羽場に続き、フロント後方のドアからバックヤードに入った。角をいくつか曲がると、広い通路に出た。左右にキャスター付きのワゴンや折りたたんだテーブルなどが置かれ、天井には配管パイプが走っている。そこを様々な制服やスーツ姿のスタッフが行き来していた。
しばらく進むと、羽場は「こちらが厨房です」と傍らを指した。ステンレス製の流し場やコンロ、作業台などがずらりと並び、白いシェフコートにシェフ帽子姿のスタッフが立ち働いている。その後ろを羽場、時生、南雲の順で抜け、奥に進んだ。突き当たりのドアの前に一際大きな作業台があり、周りに三人の男女が立っていた。
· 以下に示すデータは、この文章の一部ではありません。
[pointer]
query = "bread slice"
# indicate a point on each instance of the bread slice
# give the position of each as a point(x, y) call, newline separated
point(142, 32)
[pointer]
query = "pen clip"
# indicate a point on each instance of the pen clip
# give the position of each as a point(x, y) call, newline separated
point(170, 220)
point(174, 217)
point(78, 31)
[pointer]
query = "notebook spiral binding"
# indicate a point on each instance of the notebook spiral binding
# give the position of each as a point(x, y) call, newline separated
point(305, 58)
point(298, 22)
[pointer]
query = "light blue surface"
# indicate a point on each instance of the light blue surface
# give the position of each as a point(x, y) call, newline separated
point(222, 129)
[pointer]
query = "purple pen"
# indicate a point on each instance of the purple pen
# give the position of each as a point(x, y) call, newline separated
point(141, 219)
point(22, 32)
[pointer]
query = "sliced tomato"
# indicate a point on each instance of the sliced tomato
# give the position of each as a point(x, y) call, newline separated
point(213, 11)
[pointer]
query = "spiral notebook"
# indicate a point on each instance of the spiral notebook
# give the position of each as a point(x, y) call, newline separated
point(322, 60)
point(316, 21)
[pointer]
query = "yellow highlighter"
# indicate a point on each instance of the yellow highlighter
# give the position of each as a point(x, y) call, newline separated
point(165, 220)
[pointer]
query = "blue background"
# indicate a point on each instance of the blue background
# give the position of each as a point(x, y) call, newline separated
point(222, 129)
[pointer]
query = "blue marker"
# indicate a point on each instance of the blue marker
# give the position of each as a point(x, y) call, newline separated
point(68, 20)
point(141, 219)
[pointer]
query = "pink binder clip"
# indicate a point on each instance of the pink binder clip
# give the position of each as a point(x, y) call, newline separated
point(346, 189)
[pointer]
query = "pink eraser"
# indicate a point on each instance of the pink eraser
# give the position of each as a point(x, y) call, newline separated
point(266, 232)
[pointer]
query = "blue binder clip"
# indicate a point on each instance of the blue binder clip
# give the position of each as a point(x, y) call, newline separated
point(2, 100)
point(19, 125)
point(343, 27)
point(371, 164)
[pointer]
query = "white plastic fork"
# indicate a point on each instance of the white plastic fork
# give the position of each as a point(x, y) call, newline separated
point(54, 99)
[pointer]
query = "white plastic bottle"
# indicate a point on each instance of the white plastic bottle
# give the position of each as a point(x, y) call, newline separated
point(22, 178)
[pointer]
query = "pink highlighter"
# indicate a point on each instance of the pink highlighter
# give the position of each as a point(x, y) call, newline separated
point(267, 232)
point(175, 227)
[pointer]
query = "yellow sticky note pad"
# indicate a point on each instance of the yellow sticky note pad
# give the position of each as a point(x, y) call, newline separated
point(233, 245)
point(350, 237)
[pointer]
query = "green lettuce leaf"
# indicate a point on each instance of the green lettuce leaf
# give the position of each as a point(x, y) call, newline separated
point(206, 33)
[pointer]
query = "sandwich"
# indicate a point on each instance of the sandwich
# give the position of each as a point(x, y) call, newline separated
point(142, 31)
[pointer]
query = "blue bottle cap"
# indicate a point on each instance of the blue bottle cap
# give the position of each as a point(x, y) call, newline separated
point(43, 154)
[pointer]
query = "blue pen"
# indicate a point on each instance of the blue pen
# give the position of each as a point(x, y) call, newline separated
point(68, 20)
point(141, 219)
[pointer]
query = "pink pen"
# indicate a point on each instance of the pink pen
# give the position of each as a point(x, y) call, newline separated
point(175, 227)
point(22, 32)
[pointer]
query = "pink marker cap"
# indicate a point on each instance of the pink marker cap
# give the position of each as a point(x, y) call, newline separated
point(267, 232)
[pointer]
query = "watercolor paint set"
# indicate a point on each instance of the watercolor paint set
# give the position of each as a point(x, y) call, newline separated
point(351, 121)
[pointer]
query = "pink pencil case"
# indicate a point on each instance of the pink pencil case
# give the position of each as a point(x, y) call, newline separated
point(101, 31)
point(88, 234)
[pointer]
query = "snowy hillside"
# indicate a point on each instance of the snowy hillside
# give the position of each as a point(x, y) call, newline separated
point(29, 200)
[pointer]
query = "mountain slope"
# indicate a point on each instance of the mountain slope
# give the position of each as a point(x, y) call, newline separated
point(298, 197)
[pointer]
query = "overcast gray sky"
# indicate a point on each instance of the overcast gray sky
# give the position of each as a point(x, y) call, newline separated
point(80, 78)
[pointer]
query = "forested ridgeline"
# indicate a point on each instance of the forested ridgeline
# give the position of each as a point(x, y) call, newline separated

「彼らがイベントのプロジェクトチームです。斬新なイベントにしたいので、若いスタッフを集めました……こちらは刑事さん。水上さんの事故を調べているそうだ」
テーブルの前で立ち止まった羽場が、前半は時生と南雲、後半は三人に告げる。
「お仕事中すみません。楠町西署の小暮と南雲です」
進み出て自分と隣を指し、時生は一礼した。三人が会釈を返し、羽場が、スーツ姿の男性は広報課の恩田諒太、シェフコートを着た女性はホテル内にあるフレンチレストランのスーシェフ・酒井菜穂、腰にギャルソンエプロンを締めた男性はホテルのカフェのギャルソン・花江心平だと紹介してくれた。それから、羽場は来客の予定があると厨房を離れ、時生は聞き込みを始めた。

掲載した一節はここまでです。